# Fat Jax at it again



## Realtor (Oct 1, 2007)

Sunday morning mark (The hired hand) and I decide to see if the boat floats! We hit a few closer in spots and the normal snapper, after snapper. We head to a little deeper water and we get into the snapper, after snapper thing along with a few under sized gags.

Hit another spot and the small AJ's were on fire, Marks hangs a nice fish, runs like there is no tomorrow. Drag is really tight and he is palming the spool. after a little while, there seems to me no life on the end of the line, he ends reeling ina snapper head.

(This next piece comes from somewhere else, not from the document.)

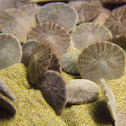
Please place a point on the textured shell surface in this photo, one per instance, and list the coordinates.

You guessed it, not to go to waste, down goes a shark rig, after about an hour, 5 nice bulls come to the boat. here are a fre pictures:


----------



## Ultralite (Oct 1, 2007)

very nice jim and mark! you guys always find the greysuits...don't know how you do it without a gutt bucket...


----------



## Clay-Doh (Oct 2, 2007)

You 2 are just on fire when it comes to sharks! Dang...I gotta getout with you guys once and learn a lil.



I mostly catch buzzes.


----------



## mpmorr (Oct 3, 2007)

Man that looks like a blast. Congrats on a great trip.


----------



## Runned Over (Sep 6, 2008)

> *mpmorr (12/21/2009)*Man that looks like a blast. Congrats on a great trip.


That looks like alot of pain!!!!!

No gut bucket, and those rods bowed up like that????? That is crazy!!!! :bowdown

Then when you get them to the boat, DANGER!!!! 

OK I'm ready to try it. (Probably once) With a gut bucket though!!! :baby

Nice job guy's!!! :clap


----------



## nextstep (Jun 27, 2008)

way to go jim and dale, i mean mark. dang mark you really look like dale in that first pic. take it as a compliment.:letsdrink


----------



## Ultralite (Oct 1, 2007)

Earnhart lives!...

what didya catch today mark...missed a trip/call from youthis morning because my azz is on vacation til' next year and i slept til' after 9:00...


----------



## bluffman2 (Nov 22, 2007)

> *Ultralite (12/21/2009)*Earnhart lives!...
> 
> ..


at first i thought he was reffering to "your Dale" and i said ...she is a heckuva lot better looking than that...... mark,no pun intended oke

none the less thanks for the report.....i was WORKING :banghead


----------



## on the rocks (Oct 1, 2007)

> *bluffman2 (12/21/2009)*
> 
> 
> > *Ultralite (12/21/2009)*Earhart lives!...
> ...


me too, went and checked in the mirror to make sure I didn't have a moustache...


----------



## nextstep (Jun 27, 2008)




----------



## bluffman2 (Nov 22, 2007)

> *on the rocks (12/21/2009)*
> 
> 
> > *bluffman2 (12/21/2009)*
> ...


well DID you? oke :moon :grouphug


----------



## bonita dan (Oct 3, 2007)

Shark Murderers! :bowdown


----------



## fishn4real (Sep 28, 2007)

> *on the rocks (12/21/2009)*
> 
> 
> > *bluffman2 (12/21/2009)*
> ...












You cracked my up, LOL, LMAO, SL, CSL, Best laugh I have had in years.


----------